In the above Figure 1 National Load Dispatch Centre (NLDC) has been shown at the top. Its Control Centre has been setup at New Delhi and will be operational in month of May/June 2008. Below this, five nos. regional level Load Dispatch Centers have been shown. Presently, except for Southern Region, grids of all other regions are interconnected and are running in combined form. This way, Northern Regional Load Dispatch Centre (NRLDC) is now part of all India Grid or say 'National Grid'. The role of the NRLDC is to monitor and supervise the grid and power generation of the region. It focuses attention on the regional interconnected network. By using 'Energy Management System' (EMS) and advanced application programmes, NRLDC coordinates with all inter-region and inter-state power exchange.
Below NRLDC, State level SLDCs and Central Project Coordination & Control Centre (CPCC) have been shown. The primary role of SLDCs is to monitor, control and coordinate the generation, transmission and distribution of power within the State while ensuring safety and continuity of its transmission and sub-transmission power networks. CPCC (North) coordinates with all Central sector projects of northern region such as those of NTPC, NHPC, Power Grid, Tehri, etc. CPCC gets data from Central Sector projects and that data is added at regional level. Each RLDC has the ability to exchange data with other RLDCs as well as with NLDC, but direct data transmission does not take place between SLDC of one State with SLDC of another State.
SLDC of Uttar Pradesh is situated at 5th Floor of Shakti Bhawan, Lucknow. This SLDC has the ability to exchange data with NRLDC, New Delhi and its sub-LDCs. Under it, there are five sub-LDCs. SLDC of UP & each subLDC is manned 24 hours of the day by shift engineers (except for subLDC Sultanpur, which is being managed from subLDC Panki). Each subLDC collects data from various 'Remote Terminal Units' (RTUs), installed at important sub-stations (400KV, 220KV and few 132KV) and powerhouses. So far in UPPTCL, 72 RTUs have already been integrated with the system. Each RTU automatically picks up required information (MW, MVAr, KV, Hz, Circuit breaker & isolator status) of the sub-station/powerhouse and transmit it to its subLDC through communication system. This information is processed in the data Server of subLDC. Data in the form of binary stream of pulses are sent by RTU at the speed of 300, 600 or 1200 bits per second rate (baud). At subLDC, the information is updated within 10 sec.
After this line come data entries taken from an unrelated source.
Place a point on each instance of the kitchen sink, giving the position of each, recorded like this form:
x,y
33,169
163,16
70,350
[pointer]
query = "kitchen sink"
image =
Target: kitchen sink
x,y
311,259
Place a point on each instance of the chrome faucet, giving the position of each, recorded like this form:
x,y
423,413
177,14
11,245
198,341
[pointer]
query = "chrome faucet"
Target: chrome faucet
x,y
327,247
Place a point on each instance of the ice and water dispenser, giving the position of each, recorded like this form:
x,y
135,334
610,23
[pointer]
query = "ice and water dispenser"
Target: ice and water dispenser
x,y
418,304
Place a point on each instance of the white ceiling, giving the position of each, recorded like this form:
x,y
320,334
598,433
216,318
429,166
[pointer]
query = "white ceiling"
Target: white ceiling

For managing power system at load dispatch centers, communication plays a vital role by providing path for transmitting of data & voice. Work of these control centers is dependent upon SCADA (Supervisory Control and Data Acquisition) System and various types of communication systems.
Transmission of Data
Below in Figure 2, main equipment from substation/power house to its subLDC has been shown in a very simple form.
Figure 2: Transmission of Data from substation/Power house to subLDC
Current Transformers (CTs) and Potential Transformers (PTs), installed on transmission lines, provide inputs to transducers of SIC (Supervisory Interface & Control) & RTU (Remote Terminal Unit) panel. Circuit breakers & isolators' status are extended up to SIC panel. If for such extension extra potential free contacts are not available in the Control Panels, Contact Multiplying Relays (CMRs) are used to provide potential free contacts. The output of RTU is connected to the communication equipment, through Modem. In between substation & subLDC, a communication link has been shown. Telephone exchanges are connected with the communication equipment. Such communication links can be of any type. UPPTCL has got its own three different type of communication systems, i.e. PLCC (Power Line Carrier Communication), microwave and fibre-optic. PLCC system is more prevalent in UPPTCL. Modem output at receive side is connected with the CFE (Communication End Frame). Its output is connected with data takes over. Each RTU is automatically polled by Server of subLDC to obtain each data of repeats at least once in 10 sec and is stored in the database of subLDC. This data is processed in database formats and is retrieved for different applications. These formats or graphics are displayed or printed as per requirement. At subLDC, System Control Officers use this data to monitor and analyze position of the grid.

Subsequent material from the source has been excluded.